Does your child have bad body odour? Here’s what’s causing it

Does your child have bad body odour? Here’s what’s causing it

Unpleasant odours emanating from your child may mean that there’s something wrong with their body chemistry. Here's what you can do about it

Children don’t develop strong body odours until much later, when their hormones start to kick in full time and they develop hairs all over their body.

They may smell like sweat after playing outside in the sun, but when it comes to children, that should be the extent of body odour they possess.

If you notice, however, that there’s an unpleasant odour emanating from your child, there’s a huge chance that there’s something awry in their body chemistry.

According to a Baby Center article, unpleasant body may stem from a condition called precocious puberty, in which a child experiences puberty at a younger-than-normal age.

“This is very rare,” the report said. “If your child has any signs of it, such as breast development or underarm or pubic hair, contact your doctor.”

Meanwhile, pediatrician and author of Baby and Child Health Jennifer Shu says: “Body odour at this age is usually a sign that the body is maturing and the hormones are changing.”

When a child’s body matures, what comes into contact with dirt and normal skin bacteria, which then produces an unpleasant body odour.

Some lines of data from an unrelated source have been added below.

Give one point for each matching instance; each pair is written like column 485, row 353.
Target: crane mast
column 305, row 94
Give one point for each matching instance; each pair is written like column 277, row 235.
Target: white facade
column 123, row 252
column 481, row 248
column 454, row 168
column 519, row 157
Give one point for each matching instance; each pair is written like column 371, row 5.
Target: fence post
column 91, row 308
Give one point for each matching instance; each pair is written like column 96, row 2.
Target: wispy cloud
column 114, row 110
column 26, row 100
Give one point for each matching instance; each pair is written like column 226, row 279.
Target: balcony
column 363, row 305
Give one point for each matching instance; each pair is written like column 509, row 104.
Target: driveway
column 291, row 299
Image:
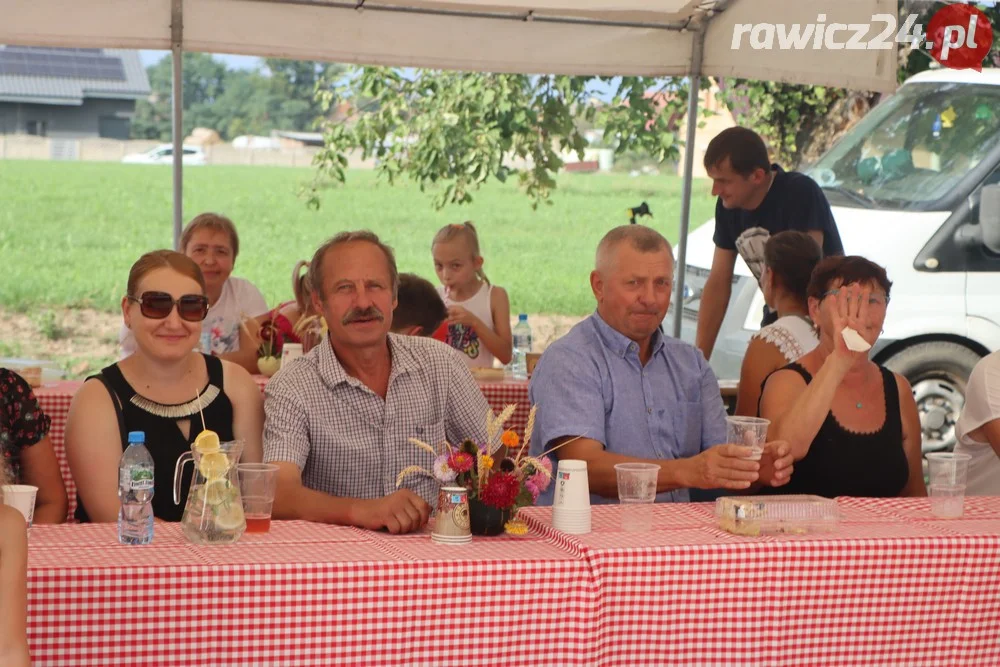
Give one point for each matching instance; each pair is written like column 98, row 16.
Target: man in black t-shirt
column 756, row 199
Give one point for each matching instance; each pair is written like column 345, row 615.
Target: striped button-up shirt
column 348, row 441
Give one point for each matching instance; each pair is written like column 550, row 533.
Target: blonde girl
column 13, row 583
column 478, row 312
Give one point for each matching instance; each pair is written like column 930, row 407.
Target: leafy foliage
column 454, row 131
column 280, row 95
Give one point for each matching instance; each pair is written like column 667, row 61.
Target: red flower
column 460, row 461
column 501, row 490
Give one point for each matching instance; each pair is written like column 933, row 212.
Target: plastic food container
column 777, row 515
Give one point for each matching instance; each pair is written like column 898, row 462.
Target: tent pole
column 177, row 113
column 697, row 50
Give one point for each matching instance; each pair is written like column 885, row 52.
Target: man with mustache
column 338, row 420
column 625, row 392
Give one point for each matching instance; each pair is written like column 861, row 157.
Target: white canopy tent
column 587, row 37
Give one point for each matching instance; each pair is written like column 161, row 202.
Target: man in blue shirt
column 634, row 394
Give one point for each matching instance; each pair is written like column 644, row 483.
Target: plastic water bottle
column 522, row 346
column 135, row 491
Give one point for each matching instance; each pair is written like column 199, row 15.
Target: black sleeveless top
column 844, row 463
column 164, row 439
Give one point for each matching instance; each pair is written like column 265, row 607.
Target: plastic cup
column 451, row 524
column 571, row 504
column 947, row 500
column 948, row 468
column 748, row 432
column 22, row 498
column 637, row 490
column 258, row 483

How active a person’s sweat glands are also depends on per person. The more active they are, the more a person sweats, and more likely are the chances that they will develop body odour.

Find out the ways you can combat body odour in children on the next page

What you can do

For parents, making sure hat their children are bathing daily is one way to minimise their children developing bad body odour. Wearing clean clothes and regular laundering of sheets and towels also addresses this issue.

Other ways include avoiding feeding your children aromatic foods such as onions, garlic, and spicy meals.

If you find that these don’t address the problem, children can use mild deodorant or antiperspirant.

"Antiperspirants are thought to be safe but may be overkill for most kids. They stop the sweat itself—but sweat can be a good thing, since it helps the body cool down," Jennifer says.

You have to make sure, however, to avoid products that contain phthalates, a common chemical in personal-care products but can be harmful to kids.

Don’t be alarmed at the bodily changes your child is going through. Yes, they are maturing, but remember that this is a slow process that doesn’t take mere weeks or even months.